Dalam kitab-kitab tafsir dan sejarah, terdapat sejumlah laporan yang menyebutkan terjadinya peristiwa irtidad yang dimulai dari periode Nabi Muhammad saw. [21] Diantaranya, dua putra dari Abu al-Hashin dari kaum Anshar. Keduanya memenuhi ajakan dari kelompok Nashrani (kristen) untuk keluar dari Islam dan kemudian memeluk agama kristen. [22] Nabi Muhammad saw mengutuk keduanya dan dikenal sebagai orang-orang yang pertama murtad. [23] Begitu juga dengan 'Uqbah bin Abi Mu'ith, salah seorang pembesar Quraisy yang karena menginginkan agar makanannya dimakan oleh Rasulullah dia mengucapkan dua kalimat syahadat, namun beberapa lama, atas permintaan rekannya, ia meludah ke wajah Nabi Muhammad saw dan menyatakan keluar dari Islam. Nabi Muhammad saw ketika menahannya dalam perang Badar, memerintahkan untuk dia dibunuh. [24]

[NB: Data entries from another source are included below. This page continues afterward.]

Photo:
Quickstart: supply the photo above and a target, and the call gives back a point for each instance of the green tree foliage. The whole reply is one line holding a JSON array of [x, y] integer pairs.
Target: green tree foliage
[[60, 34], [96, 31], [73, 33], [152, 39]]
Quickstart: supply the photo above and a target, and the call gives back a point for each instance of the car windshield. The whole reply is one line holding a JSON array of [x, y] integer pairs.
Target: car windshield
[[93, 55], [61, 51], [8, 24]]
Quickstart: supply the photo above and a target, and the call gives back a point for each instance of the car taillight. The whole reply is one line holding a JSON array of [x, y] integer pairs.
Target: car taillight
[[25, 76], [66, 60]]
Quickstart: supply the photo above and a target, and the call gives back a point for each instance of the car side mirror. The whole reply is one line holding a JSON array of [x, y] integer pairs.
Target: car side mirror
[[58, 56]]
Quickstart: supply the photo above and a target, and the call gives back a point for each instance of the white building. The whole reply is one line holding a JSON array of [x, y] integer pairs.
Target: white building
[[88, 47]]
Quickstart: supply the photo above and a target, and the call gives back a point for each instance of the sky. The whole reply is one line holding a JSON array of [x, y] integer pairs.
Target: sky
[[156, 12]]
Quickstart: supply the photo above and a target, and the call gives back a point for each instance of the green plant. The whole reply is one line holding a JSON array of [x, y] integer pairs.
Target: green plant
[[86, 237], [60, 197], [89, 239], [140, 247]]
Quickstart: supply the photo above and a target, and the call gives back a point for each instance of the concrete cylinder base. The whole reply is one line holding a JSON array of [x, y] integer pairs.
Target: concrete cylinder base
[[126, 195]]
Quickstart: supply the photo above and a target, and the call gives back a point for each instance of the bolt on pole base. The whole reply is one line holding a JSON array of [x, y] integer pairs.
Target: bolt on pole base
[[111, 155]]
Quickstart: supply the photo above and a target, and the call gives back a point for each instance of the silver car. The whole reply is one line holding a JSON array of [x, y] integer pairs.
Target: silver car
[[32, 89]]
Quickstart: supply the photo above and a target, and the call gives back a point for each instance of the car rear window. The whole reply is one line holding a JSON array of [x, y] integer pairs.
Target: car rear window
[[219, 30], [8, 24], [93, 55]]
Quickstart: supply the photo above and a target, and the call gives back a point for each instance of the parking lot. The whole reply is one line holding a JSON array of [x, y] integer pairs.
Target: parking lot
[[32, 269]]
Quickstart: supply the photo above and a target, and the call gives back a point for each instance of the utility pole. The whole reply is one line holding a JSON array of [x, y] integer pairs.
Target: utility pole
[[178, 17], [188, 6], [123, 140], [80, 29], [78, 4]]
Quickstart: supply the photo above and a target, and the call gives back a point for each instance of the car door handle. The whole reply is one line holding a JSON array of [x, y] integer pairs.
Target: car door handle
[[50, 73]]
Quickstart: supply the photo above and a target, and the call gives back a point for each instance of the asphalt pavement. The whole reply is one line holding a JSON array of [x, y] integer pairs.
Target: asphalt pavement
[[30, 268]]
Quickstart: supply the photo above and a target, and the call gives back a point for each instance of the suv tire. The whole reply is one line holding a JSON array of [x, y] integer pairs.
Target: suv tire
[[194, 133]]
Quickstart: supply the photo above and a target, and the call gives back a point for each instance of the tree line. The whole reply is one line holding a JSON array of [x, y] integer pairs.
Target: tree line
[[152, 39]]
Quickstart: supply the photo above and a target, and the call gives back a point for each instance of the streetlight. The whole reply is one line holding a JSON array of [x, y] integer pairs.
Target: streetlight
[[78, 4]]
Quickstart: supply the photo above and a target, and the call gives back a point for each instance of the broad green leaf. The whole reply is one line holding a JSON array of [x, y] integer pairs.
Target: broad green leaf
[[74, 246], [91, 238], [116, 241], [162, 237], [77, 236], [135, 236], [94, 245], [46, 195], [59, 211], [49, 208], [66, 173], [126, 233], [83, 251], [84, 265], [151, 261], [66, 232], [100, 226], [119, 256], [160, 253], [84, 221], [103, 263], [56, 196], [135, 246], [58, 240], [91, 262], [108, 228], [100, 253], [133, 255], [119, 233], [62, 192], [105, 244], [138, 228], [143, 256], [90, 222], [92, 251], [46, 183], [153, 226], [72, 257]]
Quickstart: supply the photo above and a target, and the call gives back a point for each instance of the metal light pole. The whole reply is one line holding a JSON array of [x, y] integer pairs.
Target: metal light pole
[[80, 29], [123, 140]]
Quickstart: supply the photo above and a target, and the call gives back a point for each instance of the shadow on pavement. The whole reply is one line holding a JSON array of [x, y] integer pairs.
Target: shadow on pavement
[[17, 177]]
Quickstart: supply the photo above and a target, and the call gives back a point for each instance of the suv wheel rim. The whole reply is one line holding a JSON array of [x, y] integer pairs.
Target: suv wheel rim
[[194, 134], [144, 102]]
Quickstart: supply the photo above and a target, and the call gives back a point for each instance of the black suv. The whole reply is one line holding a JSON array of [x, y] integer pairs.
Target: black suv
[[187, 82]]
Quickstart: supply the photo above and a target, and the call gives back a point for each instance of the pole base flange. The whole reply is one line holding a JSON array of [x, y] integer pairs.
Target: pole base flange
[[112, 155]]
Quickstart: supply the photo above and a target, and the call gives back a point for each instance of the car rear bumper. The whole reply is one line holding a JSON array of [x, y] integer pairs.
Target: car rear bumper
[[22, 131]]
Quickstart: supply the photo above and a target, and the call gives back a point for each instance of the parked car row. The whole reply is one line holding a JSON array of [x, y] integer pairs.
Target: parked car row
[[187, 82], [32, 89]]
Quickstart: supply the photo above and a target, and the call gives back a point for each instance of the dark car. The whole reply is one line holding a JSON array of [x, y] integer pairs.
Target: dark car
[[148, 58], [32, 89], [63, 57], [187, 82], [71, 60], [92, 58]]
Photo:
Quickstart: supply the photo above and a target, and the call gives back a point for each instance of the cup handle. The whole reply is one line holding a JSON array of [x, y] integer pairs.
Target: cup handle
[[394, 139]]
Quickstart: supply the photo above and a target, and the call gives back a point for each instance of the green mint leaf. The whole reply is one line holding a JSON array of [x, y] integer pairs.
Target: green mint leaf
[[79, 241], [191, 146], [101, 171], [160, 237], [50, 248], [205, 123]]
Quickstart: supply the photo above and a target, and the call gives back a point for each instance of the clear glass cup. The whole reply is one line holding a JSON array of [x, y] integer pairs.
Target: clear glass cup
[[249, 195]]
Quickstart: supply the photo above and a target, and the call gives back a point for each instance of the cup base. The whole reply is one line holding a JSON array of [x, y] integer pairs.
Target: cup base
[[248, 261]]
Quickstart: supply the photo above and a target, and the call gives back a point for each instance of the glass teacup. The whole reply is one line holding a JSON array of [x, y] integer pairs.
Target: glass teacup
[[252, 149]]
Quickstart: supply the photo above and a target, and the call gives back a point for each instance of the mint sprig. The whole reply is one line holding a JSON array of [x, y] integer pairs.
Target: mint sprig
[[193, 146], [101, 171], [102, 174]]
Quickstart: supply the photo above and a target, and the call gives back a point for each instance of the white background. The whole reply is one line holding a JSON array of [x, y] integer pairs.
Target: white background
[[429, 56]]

Ummu Hakam putri Abu Sufyan dan Fatimah saudari Ummu Salamah istri Rasulullah saw juga diantara perempuan-perempuan yang murtad pada periode Nabi Muhammad saw. Ummu Hakam pada peristiwa Fathu Makkah, kembali menyatakan keislaman. [25]

Sayid Abdul Karim Musawi Ardabili, dalam kitab fikihnya "Fiqh al-Hudud wa al-Ta'zirat" merangkum contoh-cotoh irtidad yang terjadi pada periode Nabi Muhammad saw dan Aimmah as. [26]

Di masa kontemporer dalam beberapa tahun terakhir, terdapat sejumlah orang yang dibunuh karena murtad atau mendapat kecaman karena kemurtadannya. Diantaranya: Ahmad Kasrawi yang disebabkan telah melakukan penghinaan pada Islam dalam majalah "Shiahgari", pada tahun 1324 HS dibunuh oleh dua orang pembela Islam. [27]

Salman Rusydi yang telah menulis novel "Satanic Verses" (Ayat-Ayat Setan) oleh Imam Khomeini pada bulan Mehr 1367 HS difatwakan hukuman mati. [28] Penyebab keluarnya fatwa tersebut karena disebut Salman Rusydi telah murtad dan keluar dari Islam. [29]

Hukum Irtidad

Sebagian dari hukum irtidad adalah sebagai berikut:

Hukuman bagi yang Murtad

Hukuman bagi laki-laki yang murtad milli jika tidak bertaubat maka sama dengan laki-laki yang murtad fitri, yaitu hukuman mati [30]. Namun jika yang murtad adalah perempuan, maka hukumannya adalah penjara sampai ia bertaubat atau mati. [31] Namun murtad fitri bagi seorang perempuan dan murtad milli baik laki-laki maupun perempuan jika bertaubat maka taubatnya diterima. [32]

Sebagian dari fukaha, terkait fatwa-fatwa yang masyhur khususnya mengenai irtidad, menjelaskan adanya pandangan yang lain. Diantaranya, pandangan Sayid Abdul Karim Musawi Ardibili [33] dan Muhammad Ishak Fayyadh dari kalangan ulama marja taklid, menyebutkan murtad fitri laki-laki seperti hukum pada pembagian murtad yang lain, yaitu keduanya berfatwa bahwa murtad fitri laki-laki jika bertaubat, maka tidak berlaku hukuman atasnya. [34]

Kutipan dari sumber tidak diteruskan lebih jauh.